Я сидел на кортах на краю внушительной такой трещины в асфальте и с унылой мордой лица смотрел, как оттудова, будто нарочно не спеша, с чувством, с толком, почти что с Лавкрафтовским апломбом выпрастывалось жирное чёрное щупальце. Тварь, сука такая размеренная, никуда похоже не торопилась. Вот и мне приходилось тут чалиться. Скука смертная. Главное, не спугнуть эту залётную блядину, покуда вся не выползет.
От ничегонеделания я закурил, не меняя положения в пространстве. А самое-то неладное: у меня образовалась неебическая уйма времени, чтобы задаться глубокими по содержанию своему экзистенциальными вопросами, а именно: на хера, а, главное, зачем оно мне всё сдалось? Людей я как недолюбливал (это до дурноты отцензуренная версия моего к ним отношения, да), так и продолжал в том же духе, пускай временами сии мельтешащие там да сям мудаки и мнились забавными. И курево вон изобрели. И бухло. Хоть какой-никакой выхлоп. Ну, как говорится, мерси боку, удружили. Больше толку-то с них? Как с обосранной овцы: вроде шерсть, да и та вся…
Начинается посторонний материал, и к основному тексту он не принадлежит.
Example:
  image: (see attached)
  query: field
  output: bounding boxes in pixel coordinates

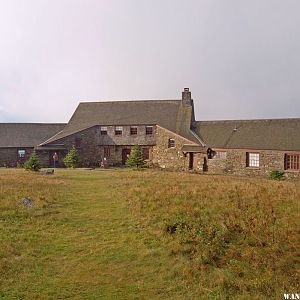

Эх! Эдак я тут до ночи кантоваться буду! Исполненным смиренной обречённости жестом я сдвинул шапку на затылок, глядя на пузырящуюся, точно жженая резина, плоть мерзкой хомаздины. Попытайся я уебошить её побыстрей, с нахрапу, так она чай дёру даст и под асфальтом зашухарится, как последняя мразь, а там только покрытие снимать. И снова я буду со всех сторон виноватый, как, блять, обычно. Опять все кругом разорутся, что дорожные работы не по графику и в не положенном месте, пока эта дрянь будет пешеходов исподволь тырить и хавать безвозбранно. Аж завидно сделалось. Я ведь сам не прочь был заняться ровно тем же. А, может…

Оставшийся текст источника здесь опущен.